Como acontece no Brasil nesta data, a proximidade do Dia de
Finados atrai desempregados e subempregados que recebem gorjetas para limpar as
sepulturas, lavar lápides, pintar grades ou ajudar na ornamentação. Lá, porém,
a afluência desses prestadores de serviço, é bem maior, com um contingente
também maior de crianças e adolescentes que se desdobram em trabalhos penosos
para obter alguns poucos pesos. E as famílias, mesmo pobres, investem uma
quantia significativa em adornos, principalmente em coroas de flores de
plástico, para honrar seus finados.
Surpreendente também a forma como meninos e meninas são
inseridos nas festas desse período. Quem caminha às noites pelas ruas muito
facilmente é abordado pelos pequenos que chegam com um vaso de plástico no
formato de caveira de abóbora, solicitando “Da mi calaveritas” (“Dá minhas
caveirinhas”), ou seja, moedas, que são transformadas em guloseimas. Em
todos os eventos nos cemitério, a meninada também está presente, inclusive
aqueles na faixa de três a sete anos de idade, correndo e inventando
brincadeiras com o material que encontra.

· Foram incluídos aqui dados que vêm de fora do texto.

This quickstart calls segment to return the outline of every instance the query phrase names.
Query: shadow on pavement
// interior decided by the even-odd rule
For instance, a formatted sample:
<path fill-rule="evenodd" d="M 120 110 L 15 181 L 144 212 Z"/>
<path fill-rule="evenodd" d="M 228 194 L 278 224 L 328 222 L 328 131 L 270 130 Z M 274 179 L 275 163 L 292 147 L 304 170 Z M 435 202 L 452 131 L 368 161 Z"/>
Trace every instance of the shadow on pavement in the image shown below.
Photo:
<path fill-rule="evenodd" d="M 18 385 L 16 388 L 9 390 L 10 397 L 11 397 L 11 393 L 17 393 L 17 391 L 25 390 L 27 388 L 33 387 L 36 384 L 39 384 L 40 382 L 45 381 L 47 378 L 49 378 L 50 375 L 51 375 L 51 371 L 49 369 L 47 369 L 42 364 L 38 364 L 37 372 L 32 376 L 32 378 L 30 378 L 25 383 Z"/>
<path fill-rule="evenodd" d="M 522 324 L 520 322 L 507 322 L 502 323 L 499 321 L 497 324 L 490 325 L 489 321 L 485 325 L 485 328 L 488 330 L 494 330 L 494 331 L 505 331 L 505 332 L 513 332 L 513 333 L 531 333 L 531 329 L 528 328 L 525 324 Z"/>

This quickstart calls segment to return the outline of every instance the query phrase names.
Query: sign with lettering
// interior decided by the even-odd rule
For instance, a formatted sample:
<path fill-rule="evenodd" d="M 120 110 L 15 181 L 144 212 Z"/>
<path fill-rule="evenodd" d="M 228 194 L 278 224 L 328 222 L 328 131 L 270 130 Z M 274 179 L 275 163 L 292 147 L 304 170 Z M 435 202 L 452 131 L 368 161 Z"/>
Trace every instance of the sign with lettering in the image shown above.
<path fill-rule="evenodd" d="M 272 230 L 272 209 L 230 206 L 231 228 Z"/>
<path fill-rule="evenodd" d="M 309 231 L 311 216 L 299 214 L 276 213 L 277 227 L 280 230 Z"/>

A festa dos mortos começa em alguns
lugares em 28 de outubro, data dedicada a todos que morreram por acidente. No
dia 30, são homenageadas as almas dos meninos que faleceram sem ser batizadas e
a noite de 31 de outubro para 1 de novembro é reservada para a homenagem às
almas dos ninõs muertos. De qualquer forma, no fim
deste mês, as famílias preparam em suas residências as ofrendas,
imitações de tumbas, cobertas de flores (principalmente a cempoaxochtil - que
se pronuncia sempazotchil), uma abundância de frutas, velas e recipientes com
água (para saciar a sede que o morto tem depois de sua larga viagem vindo do
além) e o tradicional pan de muerto (pão
de morto, que faz alusão ao corpo de cristo e pode ter diversos formatos, como
imitação do corpo de uma pessoa ou círculos com cruz traçada ao meio).
É comum ainda se incluir a fotografia
dos falecidos a quem se deseja homenagear. Também podem ser depositadas nas ofrendas tortilhas feitas de milho, muito apreciadas pelos
mexicanos, e doces de chocolate ou açúcar no formato de caveiras, conhecidos
como calacas. Nada impede que haja oferta de
cigarros e bebidas, para os mortos que tinham essa predileção. Pode ser
disposto ainda um caminho de pétalas, traçado até a porta, para guiar o
espírito do falecido em sua visita à sua antiga moradia.
Nos cemitérios (no México, são chamados de Panteons) são levantados arranjos
semelhantes, embora a quantidade de flores e de velas (geralmente velas
embutidas em copos de vidro ou grandes círios) predomine sobre a de alimentos.
A comida é depositada em cestos ou em tecidos estendidos sobre as sepulturas,
tanto nas carneiras de pedra quanto nas de vala comum. Neste espaço público, as famílias
comparecerão com esteiras e bancos para ficarem horas em estado meditativo ou
conversando sobre o cotidiano, como se o falecido estivesse escutando aquelas
novidades. Podem inclusive passar uma ou duas noites ali, com colchões e mantas
que permitam suportar o intenso frio da estação (em 2014, na casa dos 12 graus
centígrados), bem como montando fogueiras para se aquecerem.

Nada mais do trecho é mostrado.